Public cloud services are deemed as such because if you rent a cloud server from a public provider, your data, programs, security, and infrastructure will live on the same hardware as another organization’s data, programs, security, and infrastructure.
Not just one, in fact, but thousands. It is important to make the distinction that just because your organization’s digital environment shares hardware with a multitude of other digital environments, your information is not accessible to them, just as their information is not accessible to you.
When you sign up for public cloud hosting, you are essentially making an agreement that another company will manage your data, programs, infrastructure, or whatever else you plan on hosting using their services. The way your data is managed is up to the cloud provider, not your business.

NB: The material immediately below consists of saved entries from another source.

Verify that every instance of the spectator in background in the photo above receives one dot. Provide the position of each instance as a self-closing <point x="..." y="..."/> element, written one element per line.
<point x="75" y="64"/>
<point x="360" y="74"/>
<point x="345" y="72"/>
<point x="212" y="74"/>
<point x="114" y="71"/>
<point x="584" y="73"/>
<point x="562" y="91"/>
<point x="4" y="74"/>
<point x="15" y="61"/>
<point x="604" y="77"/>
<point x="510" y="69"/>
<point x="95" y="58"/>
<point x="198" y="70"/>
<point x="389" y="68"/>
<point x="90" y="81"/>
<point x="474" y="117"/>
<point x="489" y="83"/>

This isn’t to say your data will be mismanaged, or that it will be used in ways you didn’t consent to (in fact, public cloud providers can’t look at the data that is hosted on their servers) — merely that it is the cloud provider’s responsibility to manage the hardware your data is hosted on.
Public cloud providers manage, as stated above, thousands and thousands of different digital environments, as well as the physical servers the digital environments are stored on. When a physical server needs maintenance, the portion of your data that is stored on that server will be moved to another server in their hosting center.
This happens regularly, as server banks are maintained and updated to ensure there are no points of failure. In fact, the data of a single file could be hosted on multiple different pieces of hardware in a cloud provider’s warehouse. This is why cloud providers can boast 99.999% up-time. By decentralizing the storage of data, when there is an issue with one server, the rest can take on the extra burden.